Contingency planning, especially for emergency response, normally
places the highest emphasis on the protection of human life.  

Processing Capability
Strategies for processing capability are normally grouped into
five categories:  hot site; cold site; redundancy; reciprocal
agreements; and hybrids.  These terms originated with recovery
strategies for data centers but can be applied to other
platforms.  

  Hot site - A building already equipped with processing
capability and other services.  

  Cold site - A building for housing processors that can be
easily adapted for use.  

  Redundant site - A site equipped and configured exactly like
the primary site.  (Some organizations plan on having reduced
processing capability after a disaster and use partial
redundancy.  The stocking of spare personal computers or LAN
servers also provides some redundancy.)  

  Reciprocal agreement - An agreement that allows two
organizations to back each other up.  (While this approach often
sounds desirable, contingency planning experts note that this
alternative has the greatest chance of failure due to problems
keeping agreements and plans up-to-date as systems and personnel
change.)  

  Hybrids - Any combinations of the above such as using having a
hot site as a backup in case a redundant or reciprocal agreement
site is damaged by a separate contingency.

Recovery may include several stages, perhaps marked by increasing
availability of processing capability.  Resumption planning may
include contracts or the ability to place contracts to replace
equipment.

Automated Applications and Data
Normally, the primary contingency strategy for applications and
data is regular backup and secure offsite storage.  Important
decisions to be addressed include how often the backup is
performed, how often it is stored off-site, and how it is
transported (to storage, to an alternate processing site, or to
support the resumption of normal operations).

Computer-Based Services
Service providers may offer contingency services.  Voice
communications carriers often can reroute calls (transparently to
the user) to a new location.  Data communications carriers can
also reroute traffic.  Hot sites are usually capable of receiving
data and voice communications.  If one service provider is down,
it may be possible to use another.  However, the type of
communications carrier lost, either local or long distance, is
important.  Local voice service may be carried on cellular. 
Local data communications, especially for large volumes, is
normally more difficult.  In addition, resuming normal operations
may require another rerouting of communications services.

Physical Infrastructure
Hot sites and cold sites may also offer office space in addition
to processing capability support.  Other types of contractual
arrangements can be made for office space, security services,
furniture, and more in the event of a contingency.  If the
contingency plan calls for moving offsite, procedures need to be
developed to ensure a smooth transition back to the primary
operating facility or to a new facility.  Protection of the
physical infrastructure is normally an important part of the
emergency response plan, such as use of fire extinguishers or
protecting equipment from water damage.

Documents and Papers
The primary contingency strategy is usually backup onto magnetic,
optical, microfiche, paper, or other medium and offsite storage. 
Paper documents are generally harder to backup than electronic
ones.  A supply of forms and other needed papers can be stored
offsite.  

Implementing the Contingency Strategies
Once the contingency planning strategies have been selected, it
is necessary to make appropriate preparations, document the
strategies, and train employees.  Many of these tasks are
ongoing.

Much preparation is needed to implement the strategies for
protecting critical functions and their supporting resources. 
For example, one common preparation is to establish procedures
for backing up files and applications.  Another is to establish
contracts and agreements, if the contingency strategy calls for
them.  Existing service contracts may need to be renegotiated to
add contingency services.  Another preparation may be to purchase
equipment, especially to support a redundant capability.
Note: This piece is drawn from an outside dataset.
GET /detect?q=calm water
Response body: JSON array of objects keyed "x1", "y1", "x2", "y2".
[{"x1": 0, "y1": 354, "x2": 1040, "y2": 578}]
It is important to keep preparations, including documentation,
up-to-date.  Computer systems change rapidly and so should backup
services and redundant equipment.  Contracts and agreements may
also need to reflect the changes.  If additional equipment is
needed, it must be maintained and periodically replaced when it
is no longer dependable or no longer fits the organization's
architecture.  

Preparation should also include formally designating people who
are responsible for various tasks in the event of a contingency. 
These people are often referred to as the contingency response
team.  This team is often composed of people who were a part of
the contingency planning team.

There are many important implementation issues for an
organization.  Two of the most important are how many plans
should be developed and who prepares each plan.  Both of these
questions revolve around the organization's overall strategy for
contingency planning.  The answers should be documented in
organization policy and procedures.

How Many Plans?
Some organizations have just one plan for the entire
organization, and others have a plan for every distinct computer
system, application, or other resource.  Other approaches
recommend a plan for each business or mission function, with
separate plans, as needed, for critical resources.  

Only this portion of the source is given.